AOL To Merge With The Huffington Post

AOL (sfgate.com)
AOL Inc. announced on Monday in a press release that it has entered the definitive agreement to acquire The Huffington Post, the news, analysis and life style website founded in 2005, which has now 25 million unique visitors every month.
The transaction is deemed as a crossroad in the evolution of digital journalism and online engagement, given the huge infrastructure and scale of AOL combined with Huffington Post’s bold and daring approach to news, and its creative community which constitutes a sophisticated and broad audience, having at their disposal online, mobile, tablet and video platforms.
The press release says that the new group will have a combined number of 117 million visitors per month in the United States and 270 million abroad.
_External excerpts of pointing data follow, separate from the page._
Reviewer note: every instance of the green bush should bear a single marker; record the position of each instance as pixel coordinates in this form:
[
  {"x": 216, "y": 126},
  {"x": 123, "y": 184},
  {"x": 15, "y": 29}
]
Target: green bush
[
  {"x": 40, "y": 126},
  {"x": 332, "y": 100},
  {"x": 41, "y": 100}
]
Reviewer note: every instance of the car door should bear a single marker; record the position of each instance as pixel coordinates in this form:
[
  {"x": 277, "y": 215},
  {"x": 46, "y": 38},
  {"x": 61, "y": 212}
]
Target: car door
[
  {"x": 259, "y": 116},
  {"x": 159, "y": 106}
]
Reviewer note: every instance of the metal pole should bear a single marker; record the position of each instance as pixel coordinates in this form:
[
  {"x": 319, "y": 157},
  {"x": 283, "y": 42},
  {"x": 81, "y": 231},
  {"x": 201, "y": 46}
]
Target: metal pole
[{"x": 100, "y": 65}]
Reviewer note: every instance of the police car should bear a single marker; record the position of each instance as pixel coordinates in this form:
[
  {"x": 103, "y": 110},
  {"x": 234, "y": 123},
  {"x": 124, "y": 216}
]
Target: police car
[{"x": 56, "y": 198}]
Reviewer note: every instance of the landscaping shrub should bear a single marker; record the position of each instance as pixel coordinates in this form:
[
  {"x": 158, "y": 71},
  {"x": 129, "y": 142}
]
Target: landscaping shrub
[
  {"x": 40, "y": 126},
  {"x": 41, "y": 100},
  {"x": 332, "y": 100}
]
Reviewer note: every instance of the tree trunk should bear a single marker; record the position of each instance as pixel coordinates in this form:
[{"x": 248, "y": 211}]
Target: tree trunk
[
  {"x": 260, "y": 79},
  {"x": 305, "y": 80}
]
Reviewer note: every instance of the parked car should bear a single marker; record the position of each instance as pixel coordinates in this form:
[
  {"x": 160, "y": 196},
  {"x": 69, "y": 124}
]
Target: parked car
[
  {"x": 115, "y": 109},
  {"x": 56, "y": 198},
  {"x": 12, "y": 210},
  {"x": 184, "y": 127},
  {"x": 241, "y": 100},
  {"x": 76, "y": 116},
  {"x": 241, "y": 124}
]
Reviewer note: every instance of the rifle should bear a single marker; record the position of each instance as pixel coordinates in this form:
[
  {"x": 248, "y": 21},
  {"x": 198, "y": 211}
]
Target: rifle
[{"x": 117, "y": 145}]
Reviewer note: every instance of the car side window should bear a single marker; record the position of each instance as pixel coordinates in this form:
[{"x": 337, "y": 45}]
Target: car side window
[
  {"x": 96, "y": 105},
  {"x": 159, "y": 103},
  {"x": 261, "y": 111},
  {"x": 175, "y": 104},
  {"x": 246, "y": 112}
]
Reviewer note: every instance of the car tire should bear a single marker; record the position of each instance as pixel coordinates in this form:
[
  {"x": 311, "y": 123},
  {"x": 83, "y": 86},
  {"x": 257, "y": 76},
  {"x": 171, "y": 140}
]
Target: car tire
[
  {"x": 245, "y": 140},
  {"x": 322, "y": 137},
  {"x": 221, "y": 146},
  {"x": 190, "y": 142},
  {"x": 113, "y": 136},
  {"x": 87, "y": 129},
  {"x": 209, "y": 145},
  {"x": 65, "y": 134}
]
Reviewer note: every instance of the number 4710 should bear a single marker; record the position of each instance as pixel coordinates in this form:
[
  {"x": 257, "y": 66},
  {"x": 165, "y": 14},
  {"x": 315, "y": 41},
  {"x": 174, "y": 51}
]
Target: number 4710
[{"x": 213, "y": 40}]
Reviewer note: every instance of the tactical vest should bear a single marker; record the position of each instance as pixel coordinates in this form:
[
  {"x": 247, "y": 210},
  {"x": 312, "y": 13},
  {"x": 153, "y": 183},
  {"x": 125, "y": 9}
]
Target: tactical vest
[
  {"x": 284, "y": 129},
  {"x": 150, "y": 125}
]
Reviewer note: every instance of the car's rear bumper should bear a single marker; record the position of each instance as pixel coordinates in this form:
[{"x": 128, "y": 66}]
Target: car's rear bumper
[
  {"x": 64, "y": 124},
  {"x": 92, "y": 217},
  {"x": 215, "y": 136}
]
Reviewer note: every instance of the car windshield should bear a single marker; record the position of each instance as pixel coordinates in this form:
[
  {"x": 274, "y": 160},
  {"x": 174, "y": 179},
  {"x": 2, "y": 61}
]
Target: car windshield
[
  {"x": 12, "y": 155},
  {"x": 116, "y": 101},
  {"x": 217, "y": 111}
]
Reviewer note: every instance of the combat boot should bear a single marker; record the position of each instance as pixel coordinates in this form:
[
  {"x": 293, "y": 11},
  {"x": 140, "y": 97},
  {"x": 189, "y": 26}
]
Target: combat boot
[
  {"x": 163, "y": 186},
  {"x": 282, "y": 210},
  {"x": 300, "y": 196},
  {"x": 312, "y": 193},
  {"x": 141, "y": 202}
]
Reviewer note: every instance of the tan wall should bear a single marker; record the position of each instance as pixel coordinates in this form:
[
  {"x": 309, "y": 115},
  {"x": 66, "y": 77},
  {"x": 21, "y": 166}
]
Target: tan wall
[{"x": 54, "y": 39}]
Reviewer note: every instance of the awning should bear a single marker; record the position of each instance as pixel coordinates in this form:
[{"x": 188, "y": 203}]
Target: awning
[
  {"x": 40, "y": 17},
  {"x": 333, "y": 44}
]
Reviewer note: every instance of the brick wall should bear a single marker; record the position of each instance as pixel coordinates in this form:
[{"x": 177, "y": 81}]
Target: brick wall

AOL will accelerate its strategy to deliver a differentiated array of news, entertainment and analysis produced by thousands of editors, writers, reporters, video photographers from all over the world.
As a result of the agreement, the new Huffington Post and AOL content, which includes Engadget, TechCrunch, Moviefone, MapQuest, Black Voices, PopEater, AOL Music, AOL Latino, Patch, AutoBlog, and many more, will have as president and editor-in-chief Arianna Huffington, co-founder and editor-in-chief at The Huffington Post.

Huff + AOL (huffingtonpost.com)
The acquisition is considered important because it would create a next-generation American media company, combining personal experiences with news, analyses and entertainment.
While AOL is a leading global Web services company, The Huffington Post publishes star bloggers like President Barack Obama, State Secretary Hillary Clinton, Larry Page, Nancy Pelosi, and many others.